Updated: Sep 20, 2020

The menu that the fixed income market offers up is almost as long and varied as a yummy Gujarati thali. The issuer of the bond, that is the borrower of the money, the tenure (or tenor in market talk) which is the length of time till repayment of the money, manner of interest payment and repayment of principal are all variants of the bond features that are considered in the market deciding the pricing, or minimum desired returns on the bond.

While fixed income instruments are safer than almost any other financial instrument, such safety is relative. The safety of a paper, based on the ability of the borrower to repay is mostly analyzed by a credit rating agency.

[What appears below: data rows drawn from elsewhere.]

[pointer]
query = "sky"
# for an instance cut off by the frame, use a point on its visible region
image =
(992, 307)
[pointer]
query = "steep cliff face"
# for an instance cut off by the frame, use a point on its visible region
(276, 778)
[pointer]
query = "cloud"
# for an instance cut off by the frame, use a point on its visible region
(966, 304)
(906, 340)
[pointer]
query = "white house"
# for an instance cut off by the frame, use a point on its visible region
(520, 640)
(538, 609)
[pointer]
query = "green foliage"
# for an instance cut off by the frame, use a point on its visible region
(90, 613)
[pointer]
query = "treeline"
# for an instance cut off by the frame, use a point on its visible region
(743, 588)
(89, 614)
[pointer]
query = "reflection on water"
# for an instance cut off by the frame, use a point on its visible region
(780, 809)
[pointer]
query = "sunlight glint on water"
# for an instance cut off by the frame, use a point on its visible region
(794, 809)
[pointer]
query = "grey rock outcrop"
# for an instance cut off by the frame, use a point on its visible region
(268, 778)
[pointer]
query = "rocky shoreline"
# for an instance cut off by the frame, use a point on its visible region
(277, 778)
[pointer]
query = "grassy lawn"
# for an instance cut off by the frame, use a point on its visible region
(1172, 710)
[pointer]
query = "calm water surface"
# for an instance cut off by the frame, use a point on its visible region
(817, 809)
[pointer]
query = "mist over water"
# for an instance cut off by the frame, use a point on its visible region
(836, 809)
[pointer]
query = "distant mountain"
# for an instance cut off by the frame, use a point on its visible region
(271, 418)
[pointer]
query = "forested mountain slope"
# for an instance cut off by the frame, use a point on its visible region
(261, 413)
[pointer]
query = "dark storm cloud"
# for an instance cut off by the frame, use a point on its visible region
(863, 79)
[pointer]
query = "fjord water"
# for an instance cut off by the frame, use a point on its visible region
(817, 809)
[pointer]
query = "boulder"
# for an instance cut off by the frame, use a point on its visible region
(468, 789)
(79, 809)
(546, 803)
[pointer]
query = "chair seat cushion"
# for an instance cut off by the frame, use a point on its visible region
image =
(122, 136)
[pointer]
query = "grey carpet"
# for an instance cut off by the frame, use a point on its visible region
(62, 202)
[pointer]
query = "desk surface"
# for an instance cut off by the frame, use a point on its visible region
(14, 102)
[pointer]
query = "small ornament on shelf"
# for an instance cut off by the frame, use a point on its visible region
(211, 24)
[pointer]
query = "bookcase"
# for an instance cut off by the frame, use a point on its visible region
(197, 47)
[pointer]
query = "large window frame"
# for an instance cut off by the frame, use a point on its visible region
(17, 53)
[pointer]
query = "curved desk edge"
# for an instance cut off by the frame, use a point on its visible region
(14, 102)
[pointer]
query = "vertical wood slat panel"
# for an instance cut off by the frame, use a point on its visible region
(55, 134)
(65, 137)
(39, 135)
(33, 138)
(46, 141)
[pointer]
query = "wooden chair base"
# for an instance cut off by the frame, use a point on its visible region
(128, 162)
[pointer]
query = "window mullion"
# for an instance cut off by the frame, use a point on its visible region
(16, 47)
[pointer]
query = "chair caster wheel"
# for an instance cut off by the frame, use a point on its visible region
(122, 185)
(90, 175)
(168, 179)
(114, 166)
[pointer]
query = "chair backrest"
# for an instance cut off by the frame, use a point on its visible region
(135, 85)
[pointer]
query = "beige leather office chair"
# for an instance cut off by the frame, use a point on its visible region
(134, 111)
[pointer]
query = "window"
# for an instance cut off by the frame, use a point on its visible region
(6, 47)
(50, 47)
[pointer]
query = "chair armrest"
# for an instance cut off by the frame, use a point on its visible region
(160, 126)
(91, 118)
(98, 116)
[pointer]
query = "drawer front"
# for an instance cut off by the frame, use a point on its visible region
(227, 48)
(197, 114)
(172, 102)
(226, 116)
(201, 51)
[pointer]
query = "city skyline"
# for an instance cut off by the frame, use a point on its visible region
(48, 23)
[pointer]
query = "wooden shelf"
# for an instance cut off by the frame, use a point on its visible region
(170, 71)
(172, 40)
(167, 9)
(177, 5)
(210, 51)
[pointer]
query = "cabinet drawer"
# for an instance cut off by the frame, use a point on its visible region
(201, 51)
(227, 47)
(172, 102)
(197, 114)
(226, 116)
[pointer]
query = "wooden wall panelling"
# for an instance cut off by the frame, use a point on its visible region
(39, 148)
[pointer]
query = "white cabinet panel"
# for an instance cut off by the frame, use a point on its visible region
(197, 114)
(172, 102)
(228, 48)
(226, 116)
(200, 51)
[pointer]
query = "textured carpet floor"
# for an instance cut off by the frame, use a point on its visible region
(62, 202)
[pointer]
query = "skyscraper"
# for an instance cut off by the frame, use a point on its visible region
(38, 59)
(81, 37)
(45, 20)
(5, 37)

Borrowers are rated the highest of AAA, denoting extremely low risk of default in repayment of capital and interest, with AA+, AA, AA- going down to B, C, and lower in a graded increase of risk. A paper rated D is one that has defaulted.

On the domestic or local debt of a government however, there is no credit rating. There is no need for a rating. It is assumed as the highest rated in the land. The safest of all borrowers is the government. This is absolutely true of a government’s domestic borrowings. (There is a rating for the international borrowings of a government, but that does not matter to us at this time). The government is in this unique position because in the territory of which it is sovereign, or ruler, it alone can collect taxes, charge customs duties, or print money to pay for its expenditure, including the repayment of its loans and payment of interest.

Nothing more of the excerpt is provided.